Hyperscale data centers for AI and cloud technologies demand immense power capacities, often exceeding 100 megawatts, which is the equivalent of powering more than 400,000 electric vehicles for an entire year.

This would just add more strain to an already overloaded power grid and drive energy use even higher. Right now, American data centers already use 4.4% of the country’s total electricity.

And if AI doesn’t live up to its revenue potential, “we risk creating an overinflated tech bubble,” Morgan warned.

It’s a good point. The tech world is clearly pushing to embrace AI to its fullest potential, but is there enough demand? Enough information?

Elon Musk said in an X interview recently that “the cumulative sum of human knowledge has been exhausted in AI training.”

It may be just the beginning, but if AI doesn’t deliver as expected, the infrastructure investment could fall short.

Trump seems to remain optimistic about the investment, though. At the press conference, he guaranteed any companies that commit at least $1 billion in investment would benefit from expedited reviews, bypassing what he described as the “quagmire of environmental and other various regulations.”

He is referring to a common frustration among businesses: delays caused by regulatory hurdles. Trump pointed to examples of plants in Louisiana that had been approved but were later stalled due to environmental restrictions.

Plant at the Mississippi river bank in Louisiana
Plant at the Mississippi riverbank in Louisiana. (Source: Shutterstock)

“Much of it is just to stop progress,” Trump said at the press conference. “So, we’re going to be helping [Sajwani] and anyone else who wants to come to the United States and invest their money, so you don’t get tied up for the rest of your life.”

That’s a helpful sentiment to venture capitalists, but perhaps not to the communities where these data centers would be built.

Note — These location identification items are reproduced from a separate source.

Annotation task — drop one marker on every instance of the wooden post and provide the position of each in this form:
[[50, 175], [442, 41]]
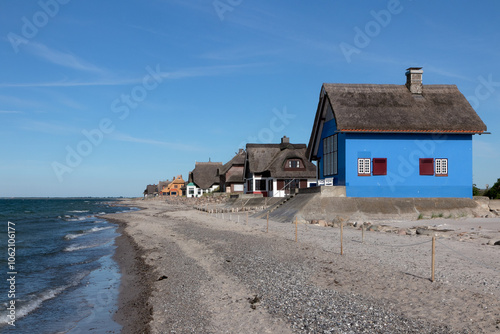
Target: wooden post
[[341, 238], [296, 230], [267, 228], [433, 261]]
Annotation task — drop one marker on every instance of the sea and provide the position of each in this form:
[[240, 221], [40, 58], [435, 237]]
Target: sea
[[57, 273]]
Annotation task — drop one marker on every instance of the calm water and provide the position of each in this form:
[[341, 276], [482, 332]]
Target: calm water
[[65, 279]]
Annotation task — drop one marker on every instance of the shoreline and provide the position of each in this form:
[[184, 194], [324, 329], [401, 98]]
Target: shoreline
[[133, 309], [209, 287]]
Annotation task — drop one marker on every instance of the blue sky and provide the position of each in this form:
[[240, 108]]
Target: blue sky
[[101, 98]]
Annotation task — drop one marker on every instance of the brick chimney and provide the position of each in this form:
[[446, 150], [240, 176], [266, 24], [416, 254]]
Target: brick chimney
[[414, 80]]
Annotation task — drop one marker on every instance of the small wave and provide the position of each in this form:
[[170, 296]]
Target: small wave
[[97, 229], [72, 236], [36, 300], [80, 247]]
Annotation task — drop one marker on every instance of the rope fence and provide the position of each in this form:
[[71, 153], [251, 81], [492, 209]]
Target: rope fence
[[234, 214]]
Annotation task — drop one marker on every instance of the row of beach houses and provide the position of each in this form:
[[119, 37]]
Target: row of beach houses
[[368, 140]]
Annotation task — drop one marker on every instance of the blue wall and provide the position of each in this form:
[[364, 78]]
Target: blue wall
[[403, 152]]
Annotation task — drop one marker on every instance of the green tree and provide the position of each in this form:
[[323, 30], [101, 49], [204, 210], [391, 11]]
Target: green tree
[[494, 191]]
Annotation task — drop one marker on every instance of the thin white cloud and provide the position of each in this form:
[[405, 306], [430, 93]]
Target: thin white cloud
[[61, 58], [175, 146], [53, 128], [177, 74], [10, 112]]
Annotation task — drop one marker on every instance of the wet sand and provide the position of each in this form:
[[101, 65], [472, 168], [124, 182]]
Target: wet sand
[[186, 271]]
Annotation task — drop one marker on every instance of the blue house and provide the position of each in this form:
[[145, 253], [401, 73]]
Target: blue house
[[409, 140]]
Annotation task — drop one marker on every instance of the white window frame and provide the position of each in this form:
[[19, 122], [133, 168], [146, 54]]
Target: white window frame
[[364, 166], [441, 167], [330, 155]]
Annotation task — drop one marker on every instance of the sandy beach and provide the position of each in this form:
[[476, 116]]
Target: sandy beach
[[186, 271]]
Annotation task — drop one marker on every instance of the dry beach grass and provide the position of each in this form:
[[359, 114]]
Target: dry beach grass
[[191, 272]]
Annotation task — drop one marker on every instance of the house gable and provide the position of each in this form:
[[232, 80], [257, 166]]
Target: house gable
[[389, 129]]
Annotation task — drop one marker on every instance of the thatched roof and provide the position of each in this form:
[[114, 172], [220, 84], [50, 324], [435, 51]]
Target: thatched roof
[[270, 159], [205, 174], [237, 160], [369, 108], [393, 108]]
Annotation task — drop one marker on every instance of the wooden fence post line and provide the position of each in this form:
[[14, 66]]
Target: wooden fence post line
[[267, 228], [341, 238], [296, 231], [433, 261]]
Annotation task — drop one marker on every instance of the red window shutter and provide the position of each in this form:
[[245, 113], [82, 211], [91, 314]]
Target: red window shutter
[[379, 166], [426, 166]]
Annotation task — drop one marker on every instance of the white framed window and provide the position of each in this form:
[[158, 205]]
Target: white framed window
[[330, 155], [441, 167], [364, 167]]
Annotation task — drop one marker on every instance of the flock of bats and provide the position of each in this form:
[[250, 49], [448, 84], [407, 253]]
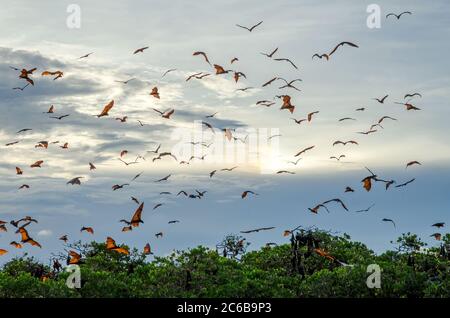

Regulations exist for a reason: to protect ecosystems and communities from the fallout of industrial activities. Natural gas terminals in Louisiana, for example, have come under fire for spewing toxic emissions.

We’re reaching a point where businesses and governments must find a balance between fostering growth and practicing sustainability.

And luckily, the U.S. has a pretty decent example to follow.

The European Union’s goal is to become the world’s first climate-neutral continent by 2050. While the U.S. is focused on accelerating growth, the EU proves that both innovation and environmental responsibility can go hand in hand.

So while we are once again facing the balance between a healthy economy and a healthy planet, the takeaway is quite simple: There is no economy on a dead planet.